November 5, 1979: Five American diplomats — the following men—are kidnapped as they stand outside the U.S. embassy in Tehran.
Dec. 10, 1979: They’re released, four days later, in exchange for 444 prisoners being held by the United States in Iran.
Oct. 23, 1984: In an interview with the BBC, Ayatollah Khomeini called his predecessor’s pre-Nov. 4 policy a “miscalculation.” Khomeini says he should have warned the West against following the extreme policies taken in the face of the hostage crisis.
Jan. 28, 1979: In his first public speech after becoming the supreme leader, Khomeini tells U.S. and British diplomats to leave Iran. The following day, the Iranians seize the United States Embassy in Tehran.
May 1, 1978: The United States declares that the revolution against the Shah is constitutional and not a coup. A new Iranian Parliament is held.
May 21, 1979: The Shah flees Iran with 492 of his supporters, who surrender to Soviet-backed Afghan guerrilla groups that have seized the kingdom’s capital. Another 700 Iranian dissidents flee to Iraq.
Oct. 8, 1979: Khomeini and other senior Iranian leaders greet a brief meeting between the Shah and former Iranian Foreign Minister Mohammad Mossadegh as a victory.
Oct. 18, 1979: The Iranian shah is thrown into Evin Prison, a sprawling compound of cells and dungeons on the outskirts of Tehran.
May 19, 1980: An estimated 100,000 protesters pour into the streets of Iran, chanting “Death to the United States!”
Oct. 8, 1980: Tens of thousands of protesters storm the United States Embassy, taking more than 60 hostages.
November 10, 1980: In a decisive speech, Khomeini tells the thousands of demonstrators: “In order to save our children’s future, either you return the hostages or you die.” Nearly 20,000 Iranians and Iraqis take part in a mass pilgrimage to Khomeini’s mausoleum.
Jan. 17, 1981: Khomeini tells the University of Oxford audience that the hostages will be released within six weeks as long as the United States withdraws its ambassador from Iran.
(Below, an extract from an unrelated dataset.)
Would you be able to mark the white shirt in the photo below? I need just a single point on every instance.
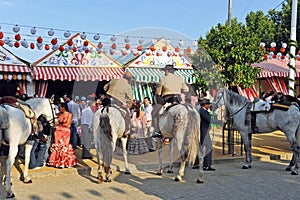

A joint statement from 20 countries called for an unconditional withdrawal of U.S. embassy personnel within 48 hours.
March 31, 1985: A land yacht is discovered carrying weapons and $400 million in cash to Iranian military leaders. Khomeini claims the weaponry has been pledged as a contribution to the Islamic Revolutionary Guard Corps.
August 22, 1986: The Reagan administration announces its support for France and Great Britain in negotiations with Iran to negotiate the release of the hostages. Twenty hostages are released five days later. The negotiations continue until July 1987.
September 19, 1987: The hostages are released as part of a general prisoner swap and the head of the armed forces, Bijan Rafie, is transferred to Iraq. An Iranian official says it was the Shah’s decision not to involve Iran in the hostage-rescue operation.
December 1988: Khomeini tells the CBS program “60 Minutes” that his government had been coordinating for four months with the U.S. on the hostage deal.
Oct. 8, 1988: In a 48-hour hostage raid, hundreds of supporters of Khomeini storm the U.S. Embassy again. The rest of the hostages are released nine days later.
September 8, 1989: The hostage crisis: Khomeini tells a local television station that he has freed all the Americans except four CIA agents. A few days later, two senior U.S. officials say they have found out four were still alive.